According to Richard Veryard’s recent post:
The SOA world is finally catching up with some of the ecosystem ideas... the biological approach to creating business and software services
According to Richard, this approach is radically different from solution-driven approach to SOA. In this case, instead of defining services based on the requirements of the specific solution, they are defined based on an ecosystem that they belong to ( compare to top-down vs bottom-up service design approaches). Richard considers moving from solution-driven SOA to a SOA Ecosystem a phase of SOA maturity. He presents the following three maturity levels:
- Experimental SOA driven by a specific solution and involving the following steps:
- Identifying the business problem
- Identifying the users for this solution
- Negotiating the requirements for the solution
- Designing and Implementing the solution
- Enterprise SOA driven by a generic solution and involving the following steps:
- Identifying the business domain
- Identifying the business domain users
- Defining domain-specific requirements
- Designing and implementing the solution kit for a specific business domain
- Ecosystem SOA driven by evolution and involving the following steps:
- Identifying the ecosystem
- Identifying the services specific for the ecosystem
- Distributing the service implementations between ecosystem’s participants
One of the main differences between Enterprise and Ecosystem SOA is the approach to service portfolio definition. A typical portfolio, in the case of Enterprise SOA, is based on the enterprise business model that identifies the capabilities of the enterprise. In the case of Ecosystem SOA, the business model is additionally subdivided into Core (Strategic), Competence and Peripheral domains. The Core is always designed as a set of services, implemented by the enterprise, Competence is typically split between enterprise and its partners and Peripheral is typically outsourced to partners.
As a result, Ecosystem SOA not only encompasses service decomposition but additionally allows an enterprise to concentrate on its core function and build business processes with its partners to support other functionality.
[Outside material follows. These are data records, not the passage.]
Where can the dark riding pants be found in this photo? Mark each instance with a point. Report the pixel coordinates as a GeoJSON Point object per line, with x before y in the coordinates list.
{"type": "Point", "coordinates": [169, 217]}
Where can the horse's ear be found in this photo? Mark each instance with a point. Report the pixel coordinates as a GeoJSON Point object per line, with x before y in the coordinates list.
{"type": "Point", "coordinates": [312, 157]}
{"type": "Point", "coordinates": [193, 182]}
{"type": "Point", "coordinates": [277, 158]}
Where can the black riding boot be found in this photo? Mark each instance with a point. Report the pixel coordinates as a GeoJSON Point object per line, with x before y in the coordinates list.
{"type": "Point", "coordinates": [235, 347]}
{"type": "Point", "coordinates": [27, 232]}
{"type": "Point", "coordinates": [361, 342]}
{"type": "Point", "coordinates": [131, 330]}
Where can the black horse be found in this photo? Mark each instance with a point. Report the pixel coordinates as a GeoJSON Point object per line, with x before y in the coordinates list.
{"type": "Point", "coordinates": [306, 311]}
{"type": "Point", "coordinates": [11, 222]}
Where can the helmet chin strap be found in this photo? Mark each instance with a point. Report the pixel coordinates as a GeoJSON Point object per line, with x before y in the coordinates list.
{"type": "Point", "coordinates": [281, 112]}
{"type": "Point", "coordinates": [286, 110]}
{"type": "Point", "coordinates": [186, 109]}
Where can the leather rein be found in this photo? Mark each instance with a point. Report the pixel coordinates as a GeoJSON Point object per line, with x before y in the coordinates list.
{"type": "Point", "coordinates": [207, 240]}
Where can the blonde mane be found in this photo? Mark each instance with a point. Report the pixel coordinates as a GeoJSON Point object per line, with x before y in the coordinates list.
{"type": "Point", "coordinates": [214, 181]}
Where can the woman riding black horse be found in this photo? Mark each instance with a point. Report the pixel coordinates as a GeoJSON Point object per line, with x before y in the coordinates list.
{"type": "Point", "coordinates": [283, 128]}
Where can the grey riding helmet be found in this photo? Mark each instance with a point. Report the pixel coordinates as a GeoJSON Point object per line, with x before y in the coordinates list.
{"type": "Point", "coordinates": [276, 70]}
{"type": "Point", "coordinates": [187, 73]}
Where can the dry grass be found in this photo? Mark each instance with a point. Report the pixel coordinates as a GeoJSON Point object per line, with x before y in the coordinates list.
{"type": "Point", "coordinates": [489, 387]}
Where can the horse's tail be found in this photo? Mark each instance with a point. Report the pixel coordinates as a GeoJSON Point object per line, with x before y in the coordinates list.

Richard defines two main approaches to Ecosystem SOA:
... one approach to Ecosystem SOA is to push out from the enterprise into the ecosystem. John Hagel calls this Inside-Out Architecture, which he contrasts with Outside-In Architecture... An Outside-In Architecture starts with a model of (the flows of) knowledge and value in the ecosystem as a whole. The strategic question for an enterprise is how to find way of both contributing value to the ecosystem, and drawing value from the ecosystem, through the provision of ecologically viable services.
No enterprise is an island. As a result, it is difficult to define a set of enterprise services without considering functionality/services/processes provided by enterprise’s partners. The Ecosystem approach described in Richard’s post can help to define enterprise specific service architecture while considering a holistic picture.